In conclusion, if you’re already planning to use Kendo UI, you don’t need Angular, Ember or anything else. You don’t have to adopt a library just to use a widget either. Kendo UI mobile is enough end-to-end, as it’s really taking the web and making it work as a native application.
How can you leverage the Telerik platform to efficiently turn an existing web app into iOS and Android hybrid app?
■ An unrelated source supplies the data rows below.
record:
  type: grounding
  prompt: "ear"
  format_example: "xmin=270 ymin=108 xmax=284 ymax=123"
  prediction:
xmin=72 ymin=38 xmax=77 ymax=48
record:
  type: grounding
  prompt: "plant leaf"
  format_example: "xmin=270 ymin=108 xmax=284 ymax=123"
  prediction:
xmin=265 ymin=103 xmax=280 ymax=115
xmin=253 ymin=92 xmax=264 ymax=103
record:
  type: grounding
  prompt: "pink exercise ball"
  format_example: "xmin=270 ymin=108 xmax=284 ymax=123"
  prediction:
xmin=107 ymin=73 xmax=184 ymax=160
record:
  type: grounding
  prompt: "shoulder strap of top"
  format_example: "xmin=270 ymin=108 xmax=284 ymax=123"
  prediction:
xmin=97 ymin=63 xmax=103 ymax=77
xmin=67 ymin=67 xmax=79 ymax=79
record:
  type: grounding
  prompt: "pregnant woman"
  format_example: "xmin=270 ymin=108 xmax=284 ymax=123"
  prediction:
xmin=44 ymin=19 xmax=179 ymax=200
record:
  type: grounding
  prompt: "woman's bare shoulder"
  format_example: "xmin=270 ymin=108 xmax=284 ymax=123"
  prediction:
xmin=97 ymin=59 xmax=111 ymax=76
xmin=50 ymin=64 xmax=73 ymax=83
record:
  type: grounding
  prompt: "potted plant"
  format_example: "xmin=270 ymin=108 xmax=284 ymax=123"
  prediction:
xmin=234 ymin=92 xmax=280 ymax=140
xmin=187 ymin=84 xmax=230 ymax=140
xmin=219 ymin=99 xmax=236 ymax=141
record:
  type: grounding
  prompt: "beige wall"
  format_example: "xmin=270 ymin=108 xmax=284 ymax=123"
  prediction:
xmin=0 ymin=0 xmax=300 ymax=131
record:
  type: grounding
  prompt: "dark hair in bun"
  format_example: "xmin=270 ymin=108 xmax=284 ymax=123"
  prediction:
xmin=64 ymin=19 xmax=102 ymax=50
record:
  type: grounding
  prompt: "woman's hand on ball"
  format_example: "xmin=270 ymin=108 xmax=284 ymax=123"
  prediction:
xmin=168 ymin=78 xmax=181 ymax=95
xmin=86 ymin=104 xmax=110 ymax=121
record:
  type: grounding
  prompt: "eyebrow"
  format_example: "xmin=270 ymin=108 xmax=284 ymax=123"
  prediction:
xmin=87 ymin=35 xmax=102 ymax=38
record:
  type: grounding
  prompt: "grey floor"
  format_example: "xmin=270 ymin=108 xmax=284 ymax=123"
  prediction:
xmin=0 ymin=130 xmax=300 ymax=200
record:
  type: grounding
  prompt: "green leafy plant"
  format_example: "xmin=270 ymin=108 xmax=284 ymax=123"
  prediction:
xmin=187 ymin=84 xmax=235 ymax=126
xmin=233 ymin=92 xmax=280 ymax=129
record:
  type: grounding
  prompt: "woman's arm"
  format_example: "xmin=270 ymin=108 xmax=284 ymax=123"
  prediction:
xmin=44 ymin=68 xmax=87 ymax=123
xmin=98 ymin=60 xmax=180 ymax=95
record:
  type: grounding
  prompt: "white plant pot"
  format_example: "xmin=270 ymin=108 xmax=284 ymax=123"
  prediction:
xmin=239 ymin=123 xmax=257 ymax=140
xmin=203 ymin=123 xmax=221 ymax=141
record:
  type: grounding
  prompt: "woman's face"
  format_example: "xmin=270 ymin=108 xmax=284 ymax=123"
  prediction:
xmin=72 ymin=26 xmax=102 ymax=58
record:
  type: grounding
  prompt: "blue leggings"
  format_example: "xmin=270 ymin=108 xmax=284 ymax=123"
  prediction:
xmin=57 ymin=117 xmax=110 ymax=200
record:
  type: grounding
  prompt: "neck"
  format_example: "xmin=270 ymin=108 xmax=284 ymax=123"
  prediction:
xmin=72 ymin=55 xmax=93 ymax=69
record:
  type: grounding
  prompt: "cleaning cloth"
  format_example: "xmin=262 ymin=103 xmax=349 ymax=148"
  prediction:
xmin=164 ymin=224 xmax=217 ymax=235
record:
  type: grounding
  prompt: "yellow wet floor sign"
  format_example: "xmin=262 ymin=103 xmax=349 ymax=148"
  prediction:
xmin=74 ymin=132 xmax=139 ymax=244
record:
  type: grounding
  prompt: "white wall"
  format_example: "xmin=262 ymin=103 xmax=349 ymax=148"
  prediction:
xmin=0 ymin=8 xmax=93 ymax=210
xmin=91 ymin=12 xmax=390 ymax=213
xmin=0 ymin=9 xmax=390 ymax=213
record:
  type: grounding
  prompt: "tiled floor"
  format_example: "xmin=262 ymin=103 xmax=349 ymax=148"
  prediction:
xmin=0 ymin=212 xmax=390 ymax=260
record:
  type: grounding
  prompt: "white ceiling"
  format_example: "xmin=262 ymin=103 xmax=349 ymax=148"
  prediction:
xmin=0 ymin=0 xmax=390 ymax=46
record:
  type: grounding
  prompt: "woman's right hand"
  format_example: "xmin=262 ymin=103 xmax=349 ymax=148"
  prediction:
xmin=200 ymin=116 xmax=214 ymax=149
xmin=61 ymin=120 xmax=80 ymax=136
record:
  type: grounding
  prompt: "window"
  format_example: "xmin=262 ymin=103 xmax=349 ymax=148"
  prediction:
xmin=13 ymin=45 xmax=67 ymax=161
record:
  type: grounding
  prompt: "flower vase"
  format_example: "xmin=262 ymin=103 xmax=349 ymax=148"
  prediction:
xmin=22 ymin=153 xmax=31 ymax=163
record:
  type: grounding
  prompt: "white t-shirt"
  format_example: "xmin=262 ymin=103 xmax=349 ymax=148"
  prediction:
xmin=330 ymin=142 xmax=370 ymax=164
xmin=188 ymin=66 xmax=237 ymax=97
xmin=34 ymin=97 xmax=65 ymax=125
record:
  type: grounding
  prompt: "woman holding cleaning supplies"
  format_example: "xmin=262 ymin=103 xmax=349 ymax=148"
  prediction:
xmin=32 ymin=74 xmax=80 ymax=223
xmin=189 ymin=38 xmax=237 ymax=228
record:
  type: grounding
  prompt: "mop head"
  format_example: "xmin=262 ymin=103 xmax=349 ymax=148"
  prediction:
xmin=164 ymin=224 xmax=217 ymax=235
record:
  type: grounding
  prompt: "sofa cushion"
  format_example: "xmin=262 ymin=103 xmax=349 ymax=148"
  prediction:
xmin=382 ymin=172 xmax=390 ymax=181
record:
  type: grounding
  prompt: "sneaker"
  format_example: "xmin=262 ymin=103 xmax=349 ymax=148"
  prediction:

The Telerik platform is a set of tools for building hybrid and mobile applications, whether that’s backend, testing, deploying, prototyping, building with app builder, etc. The Telerik platform’s app builder is a tool that runs either in the browser or as a line of text plugin you can use from your command line. You can add it to your visual studio, and it scaffolds out hybrid mobile apps for you, including all the Cordova and Phonegap libraries, etc. It also includes an emulator you can run on the desktop, along with companion apps you can run on your device to view it from there. Its build tools let you build for iOS, Android, Windows Phone, or even a PC. So app builder makes all this process a whole lot easier that saves you from making a crazy build chain for using Phonegap.
However, don’t try to take a complex web app and drop it into a hybrid one in the context of app builder. When you’re developing for the app store, you should be focusing on building a hybrid app, it’s not a good idea to drop an existing app and drop it in Phonegap to create an instant app, because most UI ideas that applies specifically for the web don’t translate exactly one-for-one to a hybrid app. If it’s a complete frontend application, you can of course reuse the backend, whether it’s Kendo UI’s or somebody else’s. All in all, as long as you handle the decoupling between the frontend and backend well, you will at least get to reuse half of your web app.